Ulrich Cosack, in his doctoral dissertation, argued that "Osbern" was an Anglo-Norman on the grounds that he showed a marked preference for narrating their deeds. Pauli argued the same on the grounds that he used gallicisms, like garciones ("men"), but he also used anglicisms, like worma. He probably hailed from the east of England, for the men of Suffolk appear frequently in his account, such as the seven youths of Ipswich who defended the siege tower using the protection of a mobile siege engine called the "Welsh cat".

==Speeches==
De expugnatione contains three speeches about crusading, from the mouths of three (probably deliberately) different men: Pedro Pitões, Bishop of Porto, Hervey de Glanvill and an anonymous "certain priest", possibly Raol himself. They are not "verbatim reports [but] more or less formal reconstructions". The bishop, who persuaded the crusaders to turn aside and attack Lisbon, had seen his own cathedral of Santa Maria plundered by the Muslims in 1140, when they took off with some liturgical vestments and killed and enslaved members of his clergy. To incite them to his aid, Pedro called the crusaders "God's people", who were on "a blessed pilgrimage", and told them that "[t]he praiseworthy thing is not to have been to Jerusalem but to have lived a good life while on the way". His pleading lacks confidence, suggesting ethical uncertainty, and his sermon, based on Augustine, Isidore and Ivo of Chartres, is dry, but his use of the crusade for an attack on Lisbon suggests that concept was still flexible and could be detached from the pilgrimage to Jerusalem at that point in time. In his effort to soothe the crusaders' consciences, he urged them to "act like good soldiers" and affirmed that "[s]in is not in waging war but in waging war for the sake of plunder" and "[w]hen a war had been entered upon by God's will it is not permitted to doubt that it has been rightly undertaken". The bishop ultimately offered to pay the crusaders for their assistance, and did so with plunder from the successful siege.

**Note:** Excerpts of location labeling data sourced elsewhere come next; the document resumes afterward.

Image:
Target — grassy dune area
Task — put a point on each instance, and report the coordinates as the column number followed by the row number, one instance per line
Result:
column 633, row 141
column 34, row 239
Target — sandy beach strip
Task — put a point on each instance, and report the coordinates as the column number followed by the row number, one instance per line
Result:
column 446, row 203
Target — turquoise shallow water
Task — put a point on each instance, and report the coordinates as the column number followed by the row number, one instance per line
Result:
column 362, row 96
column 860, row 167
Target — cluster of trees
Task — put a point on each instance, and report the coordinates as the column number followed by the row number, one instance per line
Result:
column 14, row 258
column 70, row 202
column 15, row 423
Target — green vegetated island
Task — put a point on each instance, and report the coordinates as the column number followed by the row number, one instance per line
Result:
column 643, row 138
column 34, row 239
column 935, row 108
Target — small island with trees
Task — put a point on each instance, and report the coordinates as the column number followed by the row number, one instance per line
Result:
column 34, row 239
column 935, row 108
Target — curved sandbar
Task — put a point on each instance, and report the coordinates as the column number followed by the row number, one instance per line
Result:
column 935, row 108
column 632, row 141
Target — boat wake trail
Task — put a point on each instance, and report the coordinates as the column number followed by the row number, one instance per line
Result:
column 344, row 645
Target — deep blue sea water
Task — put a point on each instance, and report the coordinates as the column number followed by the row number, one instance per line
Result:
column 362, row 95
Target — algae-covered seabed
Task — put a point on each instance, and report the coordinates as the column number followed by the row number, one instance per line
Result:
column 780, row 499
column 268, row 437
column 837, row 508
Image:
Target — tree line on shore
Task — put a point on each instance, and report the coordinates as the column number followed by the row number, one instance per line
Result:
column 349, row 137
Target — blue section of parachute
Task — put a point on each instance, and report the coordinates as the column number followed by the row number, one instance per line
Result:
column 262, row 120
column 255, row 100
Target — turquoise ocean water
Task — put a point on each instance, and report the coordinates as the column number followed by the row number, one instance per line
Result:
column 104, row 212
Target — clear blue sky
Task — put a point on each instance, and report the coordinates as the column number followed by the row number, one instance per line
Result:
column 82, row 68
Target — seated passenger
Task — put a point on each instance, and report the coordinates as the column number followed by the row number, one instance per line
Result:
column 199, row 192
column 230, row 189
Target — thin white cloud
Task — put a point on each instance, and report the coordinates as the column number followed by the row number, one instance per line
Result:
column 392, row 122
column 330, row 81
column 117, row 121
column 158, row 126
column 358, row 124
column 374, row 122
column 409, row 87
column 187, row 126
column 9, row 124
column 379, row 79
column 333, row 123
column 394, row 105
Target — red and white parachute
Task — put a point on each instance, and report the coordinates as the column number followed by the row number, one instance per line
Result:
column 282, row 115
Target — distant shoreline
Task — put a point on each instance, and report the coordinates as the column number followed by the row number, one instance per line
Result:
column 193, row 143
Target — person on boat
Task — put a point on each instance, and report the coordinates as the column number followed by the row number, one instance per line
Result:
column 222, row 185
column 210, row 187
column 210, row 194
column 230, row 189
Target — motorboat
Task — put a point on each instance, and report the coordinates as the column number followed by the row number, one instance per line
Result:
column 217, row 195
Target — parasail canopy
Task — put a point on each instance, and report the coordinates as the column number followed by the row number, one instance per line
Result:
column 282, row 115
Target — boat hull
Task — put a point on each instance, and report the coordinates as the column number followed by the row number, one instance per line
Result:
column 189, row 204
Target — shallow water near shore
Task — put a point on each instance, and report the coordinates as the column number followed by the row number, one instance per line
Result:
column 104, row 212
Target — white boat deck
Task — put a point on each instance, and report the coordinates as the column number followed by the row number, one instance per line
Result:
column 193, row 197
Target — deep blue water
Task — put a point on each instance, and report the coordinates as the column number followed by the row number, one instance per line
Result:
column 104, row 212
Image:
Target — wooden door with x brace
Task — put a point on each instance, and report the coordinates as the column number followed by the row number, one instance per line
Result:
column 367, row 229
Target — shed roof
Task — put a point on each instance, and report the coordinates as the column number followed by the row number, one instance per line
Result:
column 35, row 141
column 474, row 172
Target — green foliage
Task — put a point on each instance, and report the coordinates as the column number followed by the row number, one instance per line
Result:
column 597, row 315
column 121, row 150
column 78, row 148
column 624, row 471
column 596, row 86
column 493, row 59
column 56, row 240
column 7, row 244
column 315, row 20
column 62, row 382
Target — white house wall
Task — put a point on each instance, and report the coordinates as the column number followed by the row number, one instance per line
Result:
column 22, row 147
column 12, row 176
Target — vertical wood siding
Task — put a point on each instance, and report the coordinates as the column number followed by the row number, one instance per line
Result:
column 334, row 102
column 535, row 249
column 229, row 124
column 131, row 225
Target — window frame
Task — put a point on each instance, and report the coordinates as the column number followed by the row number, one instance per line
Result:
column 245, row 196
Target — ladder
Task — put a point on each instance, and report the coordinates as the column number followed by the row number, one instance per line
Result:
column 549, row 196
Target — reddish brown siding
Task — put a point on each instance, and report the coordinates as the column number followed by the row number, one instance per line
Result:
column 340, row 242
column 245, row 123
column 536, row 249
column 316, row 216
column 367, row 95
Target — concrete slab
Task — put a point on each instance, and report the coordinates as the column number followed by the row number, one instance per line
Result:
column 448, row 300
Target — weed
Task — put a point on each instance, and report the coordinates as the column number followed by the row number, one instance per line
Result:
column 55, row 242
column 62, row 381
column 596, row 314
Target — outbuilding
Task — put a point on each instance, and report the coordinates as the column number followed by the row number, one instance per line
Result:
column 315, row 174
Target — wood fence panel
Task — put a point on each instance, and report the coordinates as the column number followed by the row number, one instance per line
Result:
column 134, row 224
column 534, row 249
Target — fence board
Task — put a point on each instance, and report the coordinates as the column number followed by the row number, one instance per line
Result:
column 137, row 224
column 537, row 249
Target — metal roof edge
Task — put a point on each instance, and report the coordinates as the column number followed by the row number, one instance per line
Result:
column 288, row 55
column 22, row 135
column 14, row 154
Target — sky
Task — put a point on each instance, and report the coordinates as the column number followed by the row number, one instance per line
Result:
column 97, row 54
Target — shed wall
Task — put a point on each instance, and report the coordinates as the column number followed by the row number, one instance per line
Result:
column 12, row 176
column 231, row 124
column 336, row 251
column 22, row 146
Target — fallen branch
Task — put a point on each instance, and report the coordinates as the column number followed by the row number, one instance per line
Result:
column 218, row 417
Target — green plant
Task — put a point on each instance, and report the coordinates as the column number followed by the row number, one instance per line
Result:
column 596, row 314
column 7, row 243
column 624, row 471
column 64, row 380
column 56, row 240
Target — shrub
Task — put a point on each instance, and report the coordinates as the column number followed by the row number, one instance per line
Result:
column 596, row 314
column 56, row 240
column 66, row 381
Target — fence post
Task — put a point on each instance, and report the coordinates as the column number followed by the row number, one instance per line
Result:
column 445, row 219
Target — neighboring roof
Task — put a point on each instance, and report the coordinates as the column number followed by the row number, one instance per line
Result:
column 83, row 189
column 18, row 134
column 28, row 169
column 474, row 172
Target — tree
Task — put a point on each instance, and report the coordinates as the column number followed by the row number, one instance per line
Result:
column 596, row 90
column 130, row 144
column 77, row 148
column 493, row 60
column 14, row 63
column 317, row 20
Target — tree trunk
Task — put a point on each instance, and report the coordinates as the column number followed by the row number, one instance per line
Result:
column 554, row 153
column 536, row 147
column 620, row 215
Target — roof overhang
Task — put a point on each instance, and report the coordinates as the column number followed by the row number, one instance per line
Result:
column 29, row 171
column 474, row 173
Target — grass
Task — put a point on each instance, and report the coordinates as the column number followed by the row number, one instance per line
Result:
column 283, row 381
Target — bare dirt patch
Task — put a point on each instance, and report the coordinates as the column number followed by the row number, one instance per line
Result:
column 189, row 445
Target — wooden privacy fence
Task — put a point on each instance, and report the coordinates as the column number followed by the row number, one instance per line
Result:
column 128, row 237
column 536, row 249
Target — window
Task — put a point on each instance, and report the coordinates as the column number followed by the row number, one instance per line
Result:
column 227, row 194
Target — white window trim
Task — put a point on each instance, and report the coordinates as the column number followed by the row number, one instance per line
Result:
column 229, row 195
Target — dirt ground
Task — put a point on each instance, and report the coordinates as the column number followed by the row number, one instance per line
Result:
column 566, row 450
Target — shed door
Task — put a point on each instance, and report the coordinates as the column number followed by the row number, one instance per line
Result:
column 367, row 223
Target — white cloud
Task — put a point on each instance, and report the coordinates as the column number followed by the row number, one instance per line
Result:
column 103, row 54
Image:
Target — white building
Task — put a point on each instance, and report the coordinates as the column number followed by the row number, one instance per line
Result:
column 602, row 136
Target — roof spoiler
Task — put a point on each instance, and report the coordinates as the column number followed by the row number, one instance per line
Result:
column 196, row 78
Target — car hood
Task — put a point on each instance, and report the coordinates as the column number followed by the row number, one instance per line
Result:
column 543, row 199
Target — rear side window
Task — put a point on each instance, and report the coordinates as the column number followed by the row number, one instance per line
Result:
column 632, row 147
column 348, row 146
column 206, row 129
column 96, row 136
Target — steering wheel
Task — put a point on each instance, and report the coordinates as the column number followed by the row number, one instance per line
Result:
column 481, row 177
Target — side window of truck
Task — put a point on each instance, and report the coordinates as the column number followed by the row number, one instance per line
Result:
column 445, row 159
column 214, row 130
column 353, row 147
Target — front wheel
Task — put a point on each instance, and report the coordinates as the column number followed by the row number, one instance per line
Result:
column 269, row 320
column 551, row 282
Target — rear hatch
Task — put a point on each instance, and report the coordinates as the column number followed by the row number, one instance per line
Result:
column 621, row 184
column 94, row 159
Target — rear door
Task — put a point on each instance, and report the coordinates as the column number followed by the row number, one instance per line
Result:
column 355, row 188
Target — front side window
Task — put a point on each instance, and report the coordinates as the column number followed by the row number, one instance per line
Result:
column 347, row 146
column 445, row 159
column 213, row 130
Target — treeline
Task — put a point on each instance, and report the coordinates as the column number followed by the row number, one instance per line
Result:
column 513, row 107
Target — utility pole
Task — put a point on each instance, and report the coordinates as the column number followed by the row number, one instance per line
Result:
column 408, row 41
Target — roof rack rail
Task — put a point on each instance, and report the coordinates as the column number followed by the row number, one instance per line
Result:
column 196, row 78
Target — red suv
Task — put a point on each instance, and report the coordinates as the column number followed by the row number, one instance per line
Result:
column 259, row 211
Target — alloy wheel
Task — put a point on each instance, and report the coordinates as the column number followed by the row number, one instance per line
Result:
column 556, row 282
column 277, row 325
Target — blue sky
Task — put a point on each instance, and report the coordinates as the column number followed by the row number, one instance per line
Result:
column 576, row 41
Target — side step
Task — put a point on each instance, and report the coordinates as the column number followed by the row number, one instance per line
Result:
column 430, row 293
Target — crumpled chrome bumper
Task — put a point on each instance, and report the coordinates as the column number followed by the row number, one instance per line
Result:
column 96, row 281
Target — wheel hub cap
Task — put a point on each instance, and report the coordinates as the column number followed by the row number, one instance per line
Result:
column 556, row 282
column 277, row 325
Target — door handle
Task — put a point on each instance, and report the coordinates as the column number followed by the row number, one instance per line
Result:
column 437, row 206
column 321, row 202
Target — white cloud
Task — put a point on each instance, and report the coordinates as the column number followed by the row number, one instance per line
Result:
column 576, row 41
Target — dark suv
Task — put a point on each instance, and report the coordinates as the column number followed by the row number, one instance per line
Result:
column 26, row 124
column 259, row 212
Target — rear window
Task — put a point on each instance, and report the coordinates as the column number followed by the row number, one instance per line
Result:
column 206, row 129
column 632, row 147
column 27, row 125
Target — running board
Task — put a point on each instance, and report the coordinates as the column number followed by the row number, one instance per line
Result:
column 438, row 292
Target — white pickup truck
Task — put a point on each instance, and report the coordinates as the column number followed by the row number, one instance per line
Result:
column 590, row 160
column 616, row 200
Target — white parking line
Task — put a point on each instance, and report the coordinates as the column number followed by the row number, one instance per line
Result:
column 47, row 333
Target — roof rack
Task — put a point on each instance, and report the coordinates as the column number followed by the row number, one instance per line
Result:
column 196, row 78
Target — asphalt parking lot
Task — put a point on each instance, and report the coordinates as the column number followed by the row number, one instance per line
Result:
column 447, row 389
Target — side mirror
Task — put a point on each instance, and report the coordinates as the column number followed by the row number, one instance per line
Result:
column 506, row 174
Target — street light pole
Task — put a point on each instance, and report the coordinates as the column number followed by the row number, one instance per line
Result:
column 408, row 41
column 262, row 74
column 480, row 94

Hervey's speech appeals to family pride, the desire for glory, "the counsels of honour" and the unity to which the crusaders had sworn at the onset of the expedition. The priest, after reminding the soldiers that the Muslims had desecrated a cross "with the filth of their posteriors", held up a relic of the True Cross and reduced the host to tears before assuring them that "in this sign, if you do not hesitate, you will conquer. . . [for] if it should happen that anyone signed with this cross should die, we do not believe that life has been taken from him, for we have no doubt that he is changed into something better". He ended with a line he probably got from a letter written by Bernard de Clairvaux to the English crusaders in 1146: "Here, therefore, to live is glory and to die is gain". After the priest's sermon many of those present renewed their vows, and presumably some who had not yet done so were inaugurated into the ranks of the crucesignati (cross-signed). The influence of Bernard on both the bishop and the priest is evident.